El entorno subterráneo bajo una región carbonífera
El trabajo se centra en la vetilla Núm. 3 en el sur de la cuenca de Qinshui, una de las regiones de carbón y metano de capas de carbón más importantes de China. Aquí, gruesas capas de carbón de rango medio a alto yacen a unos pocos cientos hasta más de mil metros de profundidad, interpuestas entre lutitas y areniscas de baja permeabilidad que actúan como sellos naturales. Las aguas subterráneas están divididas en estratos mayoritariamente separados, de modo que los fluidos no se mueven fácilmente entre ellos. El carbón en esta vetilla objetivo es un antracita dura y de alto rango con poros muy pequeños y una gran área superficial interna, lo que lo hace especialmente eficaz para retener gas por adsorción —moléculas que se adhieren a las paredes de los poros— mientras que las rocas circundantes ayudan a prevenir fugas.

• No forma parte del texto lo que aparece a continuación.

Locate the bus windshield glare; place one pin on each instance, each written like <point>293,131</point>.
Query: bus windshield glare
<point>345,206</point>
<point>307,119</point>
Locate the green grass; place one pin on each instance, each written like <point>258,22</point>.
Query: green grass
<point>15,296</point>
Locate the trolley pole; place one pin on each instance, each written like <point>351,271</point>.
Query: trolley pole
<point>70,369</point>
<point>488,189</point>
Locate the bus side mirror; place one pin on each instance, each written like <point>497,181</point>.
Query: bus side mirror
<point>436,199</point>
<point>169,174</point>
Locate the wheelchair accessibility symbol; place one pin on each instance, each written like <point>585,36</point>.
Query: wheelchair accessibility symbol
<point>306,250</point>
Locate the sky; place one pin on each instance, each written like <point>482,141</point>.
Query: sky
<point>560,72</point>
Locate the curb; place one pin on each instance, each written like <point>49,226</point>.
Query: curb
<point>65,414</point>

Cómo se comporta el CO2 al cambiar las condiciones con la profundidad
Al inyectarse CO2 bajo tierra, la temperatura y la presión aumentan con la profundidad, eventualmente llevando al gas a un estado supercrítico que tiene la densidad de un líquido y la movilidad de un gas. Los investigadores recrearon estas condiciones en laboratorio usando carbón pulverizado procedente de unos 900 metros de profundidad. Midieron cuánto CO2 podía adsorber el carbón a tres temperaturas (20, 30 y 40 °C) y presiones hasta 20 megapascales. A todas las temperaturas, el carbón primero captó CO2 rápidamente al aumentar la presión, luego alcanzó un máximo y finalmente mostró un descenso suave en la cantidad “excesiva” medida. Condiciones más cálidas redujeron la cantidad de CO2 retenida a una presión dada, lo que significa que las vetillas más profundas y más calientes se comportan de forma distinta a las más someras y frías.

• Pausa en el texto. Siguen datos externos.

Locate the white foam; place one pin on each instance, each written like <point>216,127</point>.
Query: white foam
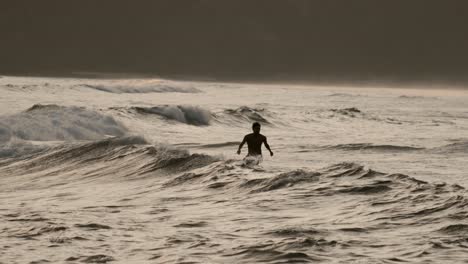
<point>192,115</point>
<point>52,123</point>
<point>141,86</point>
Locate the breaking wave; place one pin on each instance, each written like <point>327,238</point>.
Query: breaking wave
<point>142,86</point>
<point>373,147</point>
<point>192,115</point>
<point>244,114</point>
<point>53,122</point>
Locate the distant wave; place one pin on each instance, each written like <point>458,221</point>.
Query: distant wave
<point>126,86</point>
<point>129,155</point>
<point>245,113</point>
<point>192,115</point>
<point>416,97</point>
<point>353,112</point>
<point>372,147</point>
<point>54,122</point>
<point>457,147</point>
<point>344,95</point>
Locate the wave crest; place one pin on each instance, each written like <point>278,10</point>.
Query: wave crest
<point>192,115</point>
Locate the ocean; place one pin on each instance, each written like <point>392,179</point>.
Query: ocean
<point>146,171</point>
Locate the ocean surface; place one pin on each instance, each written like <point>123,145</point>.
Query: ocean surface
<point>146,171</point>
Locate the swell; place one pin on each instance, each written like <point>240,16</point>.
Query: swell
<point>51,123</point>
<point>124,158</point>
<point>140,86</point>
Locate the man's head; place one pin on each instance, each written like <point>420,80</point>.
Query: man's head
<point>256,127</point>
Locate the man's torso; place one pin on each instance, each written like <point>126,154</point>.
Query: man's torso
<point>254,143</point>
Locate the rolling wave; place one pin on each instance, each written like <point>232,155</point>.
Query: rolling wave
<point>141,86</point>
<point>53,122</point>
<point>192,115</point>
<point>48,123</point>
<point>244,114</point>
<point>361,200</point>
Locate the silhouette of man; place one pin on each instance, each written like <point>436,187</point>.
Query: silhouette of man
<point>254,142</point>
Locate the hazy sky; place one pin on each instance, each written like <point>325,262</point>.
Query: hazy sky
<point>412,40</point>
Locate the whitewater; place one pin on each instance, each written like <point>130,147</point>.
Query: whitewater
<point>146,171</point>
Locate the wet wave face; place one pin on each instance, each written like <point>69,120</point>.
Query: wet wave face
<point>244,114</point>
<point>53,123</point>
<point>192,115</point>
<point>140,86</point>
<point>106,199</point>
<point>146,171</point>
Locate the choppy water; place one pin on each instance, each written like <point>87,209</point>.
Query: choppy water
<point>145,171</point>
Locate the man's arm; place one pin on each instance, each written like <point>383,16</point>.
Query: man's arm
<point>241,145</point>
<point>267,146</point>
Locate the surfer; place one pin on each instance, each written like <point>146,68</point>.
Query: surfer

Construir una calculadora de almacenamiento simple pero potente
Para convertir estas medidas en una herramienta de planificación, el equipo probó tres descripciones matemáticas estándar de la adsorción y encontró que un enfoque multicapas conocido como modelo BET capturó mejor el comportamiento del CO2, especialmente cerca y por encima del punto crítico donde el gas se vuelve supercrítico. Luego combinaron este modelo de adsorción con fórmulas separadas para el CO2 que ocupa el espacio poral como fluido libre denso y para la fracción pequeña que se disuelve en el agua de formación. Se consideraron despreciables, en escalas de tiempo de ingeniería para esta vetilla, las reacciones minerales que fijarían CO2 en carbonatos sólidos durante millones de años. El resultado es un conjunto compacto de ecuaciones que estima el almacenamiento total de CO2 por unidad de masa de carbón en función de la profundidad, usando valores típicos de porosidad, contenido de agua, densidad del carbón y presión y temperatura in situ.

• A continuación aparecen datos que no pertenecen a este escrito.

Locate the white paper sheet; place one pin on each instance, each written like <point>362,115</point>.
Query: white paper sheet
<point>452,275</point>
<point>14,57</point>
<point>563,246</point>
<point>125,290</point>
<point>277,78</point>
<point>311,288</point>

Cuánto se puede almacenar y dónde es mejor
Al alimentar datos geológicos regionales en este marco, los autores calcularon cómo cambia la capacidad de almacenamiento entre unos 300 y 1300 metros de profundidad. En las capas más someras, “subcríticas”, domina la adsorción en las superficies del carbón y aumenta modestamente con la profundidad antes de estabilizarse. Por debajo de aproximadamente 800 metros, donde el CO2 se vuelve supercrítico, la porción de almacenamiento como fluido libre denso en los poros aumenta rápidamente, y la capacidad total crece de forma pronunciada hasta alrededor de 1100 metros, para después aumentar más lentamente. En conjunto, las principales vetillas de carbón en el bloque estudiado podrían, teóricamente, almacenar unos 575 millones de toneladas de CO2, con alrededor de dos tercios de esta capacidad en la zona profunda supercrítica. El mapeo estructural detallado muestra que las zonas más prometedoras, denominadas Unidades I y II, se sitúan en la parte norte, estructuralmente simple, del bloque, donde coinciden capas de carbón gruesas, buenos sellos y pocas fallas propensas a fugas con un fuerte potencial para metano de capas de carbón.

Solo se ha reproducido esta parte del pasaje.